Music has been saving Matt Karmil’s life since he was a child. Spending much of his early adolescence debilitated by illness – which would later be diagnosed as Epstein-Barr virus – many of his formative years were spent in near isolation. Distanced from peers, from school and from most of the things that make a childhood “normal”, the Wiltshire-born kid turned to music and learning guitar for companionship in the face of physical and mental unwellness. He hasn’t looked back since.

Fast forward three decades and Karmil has released three LPs and many more singles and EPs besides on revered labels like Wolfgang Voigt’s inimitable Kompakt, Beats in Space, Idle Hands and Axel Boman’s Studio Barnhus. Now, the artist is set to drop his fourth LP, once again via excellent Norwegian label Smalltown Supersound. Having released three albums already in the past four years, as well as working as a mixing and mastering engineer for other artists like Matias Aguayo and Kornél Kovács, it’s safe to assume that Karmil has a busy schedule, but to mark the release of the beautifully textured, half-ambient, half-house ‘Will’ this today (27th April), we wanted to catch up with the now Berlin-based producer to learn about his longstanding inspirations, processes and plans.

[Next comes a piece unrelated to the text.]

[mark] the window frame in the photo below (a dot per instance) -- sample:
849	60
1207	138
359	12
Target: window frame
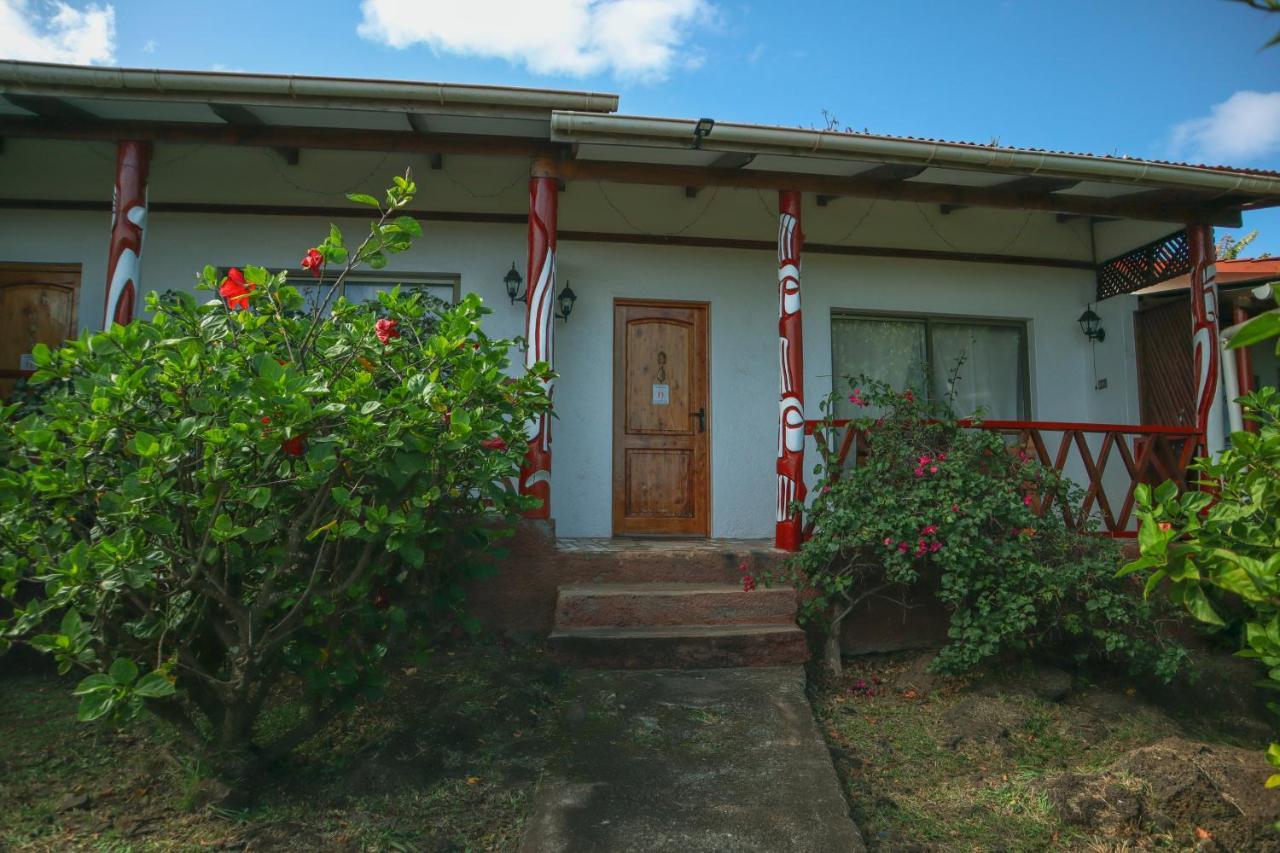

“I got ill when I was nine,” he tells DJ Mag. “As well as physical problems, I was suffering from severe mental health issues by the time I was 11 - When I discovered the guitar a couple of years later it literally saved my life.  Guitar playing and music became my total focus, playing all day every day for several years. This was basically instead of going to school. I started private music lessons around 15, 16 years old - It was quite obvious that music was going to be my life.”

“It was an antidote to the isolation, boredom and pain of the illness,” he adds. “Music unlocked the world for me - I absolutely carry that feeling with me and, because of that initial experience, music will always be core to my happiness and wellbeing.”

DJ Mag Podcast 90: Matt Karmil

Developing an expansive taste from an early age, Karmil fell in love with everything form Nirvana and blues to classic rave tapes and Musique Concrète. His longstanding love of ambient music in particular can be found everywhere in his granular, dusty, atmospheric back catalog, and even more so now on ‘Will’. ‘Sharehold’ hovers on a dense, smoky cloud of enveloping sound, its melody breaking through like sunbeams through smog at distanced interludes. ‘Sloshy’ meanwhile lurches slowly forward from a cavernous depth in a similar vein to that of Floating Points or DJ Koze’s more reserved moments. ‘Maffé’, the albums 17-minute closer is a quietly cinematic, deeply hypnotic trip characterized by its distorted hum and cityscape field recordings.

“I guess the first real ambient artist I started paying attention to was Phillip Jeck,” he remembers. “The vinyl, the crackle, the sadness…Amazing vibes. I think with Phillip Jeck you really get this unique feeling of it being ambient and very experimental, but also familiar… I think it has retained some more aspects of personal expression than some pure drone or ambient music.”

It’s that familiarity and comfort that has been so vital to Karmil’s relationship with ambient music, both as a listener and a producer. Even in his more energized, club-ready house cuts and DJ sets, one finds that sense of warmth and raw emotion that one so often can only find in well executed ambient, experimental music.